In the event of a personal-data breach we will:

  • (i) Notify the Commission for Personal Data Protection (CPDP) without undue delay and within 72 hours of discovery, where required by GDPR Art. 33;
  • (ii) Notify you directly without undue delay (typically within 7 days of discovery) where the breach is likely to result in a high risk to your rights and freedoms (GDPR Art. 34);
  • (iii) In direct notification, include: the nature and likely consequences of the breach, the measures taken or proposed, and our contact point (office@korena.eu) for further information.

9. Children

The Site is not directed at children under 14 and we do not knowingly process personal data of children under 14 without parental consent or guardianship. KORENA is a premium hardwood marketplace intended for professional and adult hobbyist users; it is not intended or marketed to minors. If you believe a child under 14 has provided us personal data, contact office@korena.eu and we will delete the data.

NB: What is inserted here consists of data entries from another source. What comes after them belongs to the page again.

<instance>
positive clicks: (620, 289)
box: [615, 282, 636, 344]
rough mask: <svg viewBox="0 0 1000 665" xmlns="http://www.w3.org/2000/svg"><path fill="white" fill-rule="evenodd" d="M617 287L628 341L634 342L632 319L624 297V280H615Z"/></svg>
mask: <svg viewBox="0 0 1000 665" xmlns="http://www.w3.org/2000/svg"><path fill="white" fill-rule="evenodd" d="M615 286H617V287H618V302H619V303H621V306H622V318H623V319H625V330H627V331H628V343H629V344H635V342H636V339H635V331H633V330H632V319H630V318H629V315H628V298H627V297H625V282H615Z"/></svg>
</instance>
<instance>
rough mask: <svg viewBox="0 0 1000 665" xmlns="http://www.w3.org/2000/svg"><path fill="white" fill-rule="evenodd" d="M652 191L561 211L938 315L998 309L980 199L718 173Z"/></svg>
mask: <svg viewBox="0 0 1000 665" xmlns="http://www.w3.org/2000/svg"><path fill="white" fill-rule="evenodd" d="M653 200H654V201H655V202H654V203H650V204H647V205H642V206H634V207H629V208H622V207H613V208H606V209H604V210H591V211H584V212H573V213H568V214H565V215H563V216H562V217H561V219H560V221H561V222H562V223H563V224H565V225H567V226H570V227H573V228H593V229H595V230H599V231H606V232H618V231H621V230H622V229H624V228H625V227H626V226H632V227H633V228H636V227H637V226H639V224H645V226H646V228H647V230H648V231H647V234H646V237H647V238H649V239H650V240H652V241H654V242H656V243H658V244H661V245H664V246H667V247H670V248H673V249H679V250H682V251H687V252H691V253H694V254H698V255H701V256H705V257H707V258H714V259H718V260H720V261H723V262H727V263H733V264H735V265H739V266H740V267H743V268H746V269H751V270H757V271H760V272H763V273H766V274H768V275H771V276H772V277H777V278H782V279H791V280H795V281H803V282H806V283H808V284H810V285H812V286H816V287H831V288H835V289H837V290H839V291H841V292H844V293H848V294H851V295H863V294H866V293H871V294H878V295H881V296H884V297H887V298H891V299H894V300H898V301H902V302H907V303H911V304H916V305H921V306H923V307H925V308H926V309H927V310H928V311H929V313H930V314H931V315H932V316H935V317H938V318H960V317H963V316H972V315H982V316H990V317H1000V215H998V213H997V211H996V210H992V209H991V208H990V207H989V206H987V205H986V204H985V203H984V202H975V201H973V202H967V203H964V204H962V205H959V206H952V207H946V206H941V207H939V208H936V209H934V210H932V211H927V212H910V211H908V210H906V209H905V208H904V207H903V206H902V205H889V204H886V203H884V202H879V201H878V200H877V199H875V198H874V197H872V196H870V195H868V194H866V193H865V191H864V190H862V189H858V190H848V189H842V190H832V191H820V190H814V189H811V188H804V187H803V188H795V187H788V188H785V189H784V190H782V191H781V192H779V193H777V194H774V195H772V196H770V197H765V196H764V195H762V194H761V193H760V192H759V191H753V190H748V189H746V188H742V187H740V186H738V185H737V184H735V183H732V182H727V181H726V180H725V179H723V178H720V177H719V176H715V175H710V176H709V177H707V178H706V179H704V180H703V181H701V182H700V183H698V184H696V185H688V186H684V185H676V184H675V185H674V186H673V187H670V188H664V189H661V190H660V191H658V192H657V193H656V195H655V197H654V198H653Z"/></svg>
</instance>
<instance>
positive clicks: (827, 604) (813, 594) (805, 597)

10. Changes to this Policy

We may update this Policy from time to time. Material changes will be notified by email to account holders and newsletter subscribers, and posted on the Site at least thirty (30) days before they take effect, except where the change is required by law to take effect sooner.

The version date at the foot of this Policy is the version currently in force.

11. Languages

This Policy is authored in English, which is the working source of truth. Translations may be made available on the Site. Where required by law (notably for Bulgarian-resident data subjects), the Bulgarian translation is the binding version.


Last reviewed: 2026-04-30 · Next review: 2027-04-30 (or earlier on trigger).